Sonic Art Events Plentiful During ArtBasel

Cellist Alban Gerhardt.

Seems like all anyone wants to do these days is talk about Art, as in ArtBasel. But if you’re more inclined to the sonic arts, this is a good week for classical music-making here in South Florida.

Here are six events that make that point:

Haydn and Brahms: One of the better-known conductors in the United States is in town this week — Osmo Vänskä currently leads the Minnesota Orchestra, but the Finnish musician leads the New World Symphony on Friday and Saturday in the final symphony of Brahms (No. 4 in E minor). It’s a powerful, gripping work, and the orchestra also will perform an early work of Stravinsky, his Song of the Nightingale, taken from his 1914 opera The Nightingale. The German cellist Alban Gerhardt also is on hand as soloist in the D major Cello Concerto of Franz Joseph Haydn. The Lincoln Theatre concerts are at 7:30 p.m. Friday and Saturday.

Music of the movies: Eduardo Marturet leads his reenergized Miami Symphony Orchestra in two concerts devoted to film music. The concert publicity calls for music by Mozart, Mahler, Nino Rota, John Williams and Tchaikovsky, but the Quicktime promo on the MISO blog features the fanfare from Richard Strauss’ Also Sprach Zarathustra, the 18th variation from Rachmaninov’s Rhapsody on a Theme of Paganini, and two Williams scores: Superman and Star Wars. In any case, it’s a good chance to hear music used in the movies, which often proves to be the magic element that makes the drama really work. Concerts are set for 8 p.m. Saturday at the University of Miami’s Gusman Hall and 8 p.m. Sunday at the Lincoln Theatre.

Song of the season: James Judd appeared last month in the Family Fest concert at the Knight Concert Hall, leading the Miami-Dade High School Honors Orchestra as artistic chief of the Miami Music Project. This week he returns to the wider stages of the region for the first time since 2001 in three performances of the complete Messiah of George Frideric Handel. Joined by four Curtis Institute soloists, the Master Chorale of South Florida and the Boca Raton Symphonia, Judd will lead the Baroque masterwork at 8 p.m. Friday in Miami’s Trinity Cathedral, 8 p.m. Saturday at Spanish River Church in Boca Raton, and 2:30 p.m. Sunday at the Broward Center for the Performing Arts.

FM-autonomous-sounds

Frozen Music: The South Beach Institute of the Arts, which is in the middle of revamping the Little Theater on its Washington Avenue campus, offers a sneak peek of the renovation work Thursday and Friday night in advance of the theater’s reopening next year. Joining them will be the Subtropics group’s Frozen Music Ensemble, featuring David Dunn, which will present two new works: Autonomous Sounds I and II. The events are set for 7 p.m. to 11 p.m. Thursday and Friday.
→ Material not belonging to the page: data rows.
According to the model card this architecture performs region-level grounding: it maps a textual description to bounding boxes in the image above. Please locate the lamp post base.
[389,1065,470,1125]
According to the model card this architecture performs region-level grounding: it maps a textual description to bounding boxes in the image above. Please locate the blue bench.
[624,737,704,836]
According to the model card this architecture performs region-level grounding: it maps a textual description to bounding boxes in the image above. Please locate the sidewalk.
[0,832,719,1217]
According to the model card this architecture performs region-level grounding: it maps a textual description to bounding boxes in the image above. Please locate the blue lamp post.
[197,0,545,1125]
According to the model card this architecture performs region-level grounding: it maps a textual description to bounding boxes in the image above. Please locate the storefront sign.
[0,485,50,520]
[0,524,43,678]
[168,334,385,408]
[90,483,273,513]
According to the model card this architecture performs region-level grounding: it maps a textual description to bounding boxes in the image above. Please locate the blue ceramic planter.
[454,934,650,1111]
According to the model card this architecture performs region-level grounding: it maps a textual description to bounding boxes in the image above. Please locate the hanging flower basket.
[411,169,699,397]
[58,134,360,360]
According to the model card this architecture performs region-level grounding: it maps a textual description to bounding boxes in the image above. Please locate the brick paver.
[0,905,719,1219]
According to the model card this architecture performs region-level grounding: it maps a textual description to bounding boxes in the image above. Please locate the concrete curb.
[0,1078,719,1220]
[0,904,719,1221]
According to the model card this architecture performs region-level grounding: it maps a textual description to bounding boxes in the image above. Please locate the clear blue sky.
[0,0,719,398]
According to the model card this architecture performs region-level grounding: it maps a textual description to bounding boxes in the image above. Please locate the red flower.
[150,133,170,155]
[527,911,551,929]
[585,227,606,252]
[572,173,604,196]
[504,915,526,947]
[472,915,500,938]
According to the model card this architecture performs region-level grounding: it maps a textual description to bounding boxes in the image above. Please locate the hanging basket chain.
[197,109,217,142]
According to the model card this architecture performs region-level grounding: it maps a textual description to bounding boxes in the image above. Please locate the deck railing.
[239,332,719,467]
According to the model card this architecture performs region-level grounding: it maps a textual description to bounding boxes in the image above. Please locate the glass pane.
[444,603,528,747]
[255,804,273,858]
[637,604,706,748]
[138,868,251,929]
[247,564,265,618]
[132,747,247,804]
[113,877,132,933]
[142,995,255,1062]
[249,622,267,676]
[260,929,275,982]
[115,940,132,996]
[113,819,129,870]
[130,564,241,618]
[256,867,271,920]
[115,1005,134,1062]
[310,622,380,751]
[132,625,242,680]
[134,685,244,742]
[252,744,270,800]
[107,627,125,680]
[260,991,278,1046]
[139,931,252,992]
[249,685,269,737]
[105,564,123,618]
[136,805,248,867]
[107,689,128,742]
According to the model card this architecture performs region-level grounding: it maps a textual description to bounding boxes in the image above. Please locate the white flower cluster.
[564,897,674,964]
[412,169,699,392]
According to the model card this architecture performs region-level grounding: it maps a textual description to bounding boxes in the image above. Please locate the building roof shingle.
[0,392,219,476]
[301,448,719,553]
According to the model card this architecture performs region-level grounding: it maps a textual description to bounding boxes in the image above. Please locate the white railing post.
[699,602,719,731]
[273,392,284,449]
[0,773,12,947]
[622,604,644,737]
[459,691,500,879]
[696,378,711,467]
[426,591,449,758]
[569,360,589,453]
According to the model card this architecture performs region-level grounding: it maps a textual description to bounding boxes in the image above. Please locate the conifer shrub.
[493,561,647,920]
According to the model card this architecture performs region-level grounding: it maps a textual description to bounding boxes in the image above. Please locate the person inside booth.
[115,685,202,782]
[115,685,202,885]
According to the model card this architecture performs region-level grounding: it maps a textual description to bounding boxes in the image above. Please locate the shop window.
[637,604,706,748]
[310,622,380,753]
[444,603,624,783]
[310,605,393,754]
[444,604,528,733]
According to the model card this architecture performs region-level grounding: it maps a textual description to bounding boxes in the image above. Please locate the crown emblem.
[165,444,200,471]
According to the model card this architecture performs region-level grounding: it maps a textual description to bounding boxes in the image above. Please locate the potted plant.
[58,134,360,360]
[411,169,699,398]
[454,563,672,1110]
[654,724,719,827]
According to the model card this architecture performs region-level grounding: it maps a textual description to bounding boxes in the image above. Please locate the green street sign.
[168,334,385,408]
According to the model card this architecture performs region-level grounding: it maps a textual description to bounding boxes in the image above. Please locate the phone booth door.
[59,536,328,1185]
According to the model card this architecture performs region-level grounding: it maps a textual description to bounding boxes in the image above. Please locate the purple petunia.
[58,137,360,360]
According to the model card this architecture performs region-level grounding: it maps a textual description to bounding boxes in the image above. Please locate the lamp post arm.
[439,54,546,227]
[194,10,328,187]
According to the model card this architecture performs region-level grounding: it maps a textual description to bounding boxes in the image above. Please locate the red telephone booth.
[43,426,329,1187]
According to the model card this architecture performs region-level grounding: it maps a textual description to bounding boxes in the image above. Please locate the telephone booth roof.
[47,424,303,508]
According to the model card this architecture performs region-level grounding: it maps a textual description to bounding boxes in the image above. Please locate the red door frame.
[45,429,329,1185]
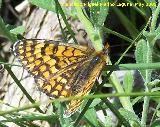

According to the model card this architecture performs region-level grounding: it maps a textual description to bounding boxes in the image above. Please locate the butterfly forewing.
[13,39,91,97]
[13,39,106,117]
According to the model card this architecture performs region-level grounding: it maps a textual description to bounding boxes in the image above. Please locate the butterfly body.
[13,39,108,117]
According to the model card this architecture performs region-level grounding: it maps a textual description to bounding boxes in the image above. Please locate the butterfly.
[13,39,108,117]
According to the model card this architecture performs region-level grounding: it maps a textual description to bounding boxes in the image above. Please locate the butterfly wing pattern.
[13,39,107,117]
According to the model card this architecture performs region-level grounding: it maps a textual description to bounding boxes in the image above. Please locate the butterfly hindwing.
[13,39,106,117]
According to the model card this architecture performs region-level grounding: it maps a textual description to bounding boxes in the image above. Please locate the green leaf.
[123,71,134,92]
[144,0,157,11]
[85,108,99,127]
[10,26,25,35]
[0,0,2,9]
[29,0,56,12]
[151,119,160,127]
[135,39,152,81]
[90,0,109,27]
[119,108,140,127]
[104,116,115,127]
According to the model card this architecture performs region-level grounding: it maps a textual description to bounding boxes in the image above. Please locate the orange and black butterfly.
[13,39,108,117]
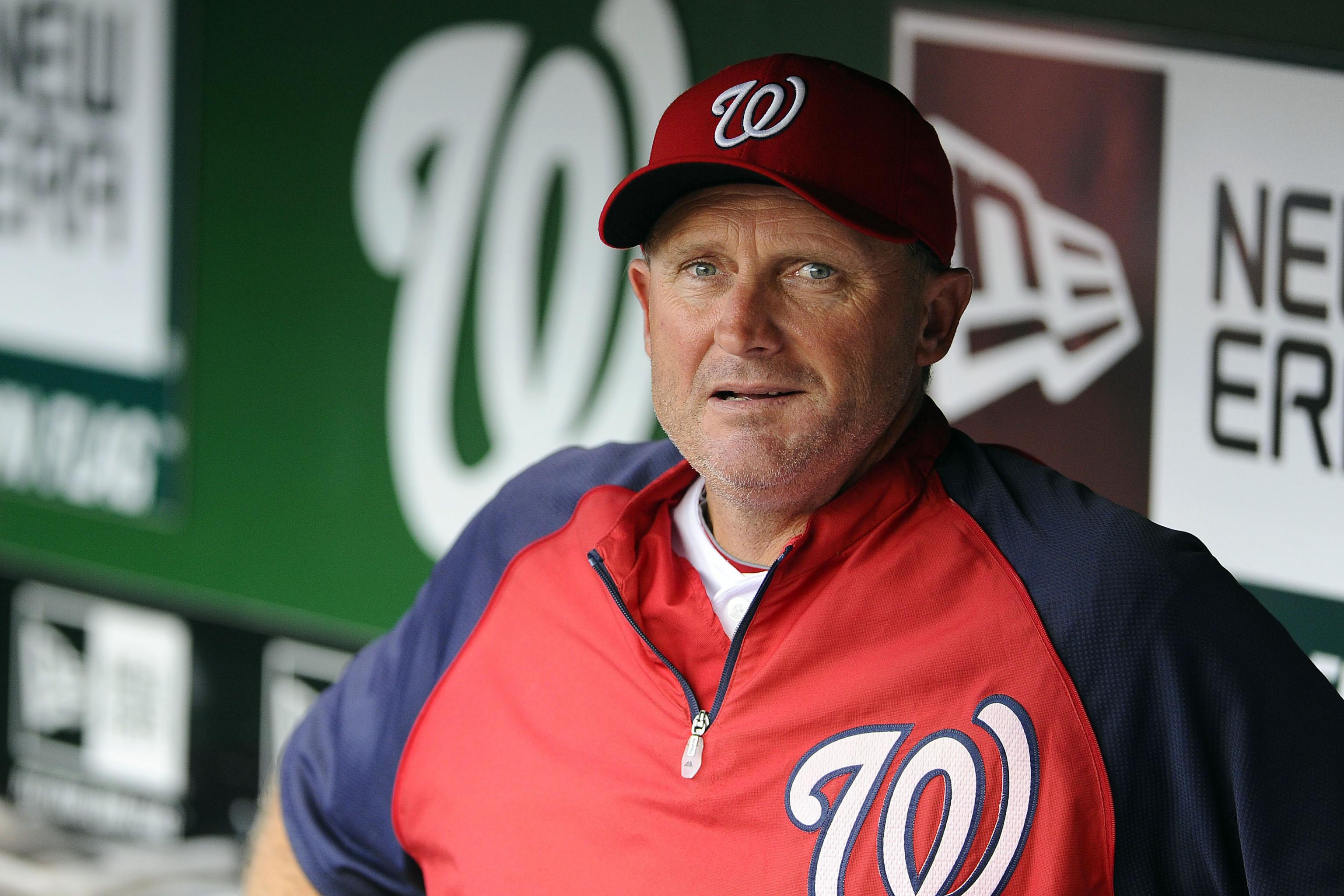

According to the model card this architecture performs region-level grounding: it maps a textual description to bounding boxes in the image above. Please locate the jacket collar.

Quartet expands: The Delray String Quartet leaves its Palm Beach County home for the first time in its six-year history, inaugurating a regular series of concerts in Miami-Dade and Broward counties. Friday night, the quartet offers music by Beethoven and Cesar Franck (his F minor Piano Quintet, joined by pianist Tao Lin) at St. Thomas Episcopal in Coral Gables and follows that Saturday night with the same program at All Saints Episcopal in Fort Lauderdale. Concerts begin at 7:30 p.m. Friday and 8 p.m. Saturday.

Two more FGO nights: While the Florida Grand Opera’s season-opening production of Pagliacci and Suor Angelica has concluded in Miami, you can still catch this double bill featuring the American soprano Kelly Kaduce in two performances at the Broward Center in Fort Lauderdale. Kaduce plays two women who meet sad ends to the accompaniment of fevered late Romantic Italian music; in Pagliacci she is stabbed to death, and in Angelica she poisons herself. Shocking stuff, but audiences love it. The double bill bows at 8 p.m. Wednesday and Friday.

So there really is a lot of stuff going on outside ArtBasel, and this might be a good week to catch some of it.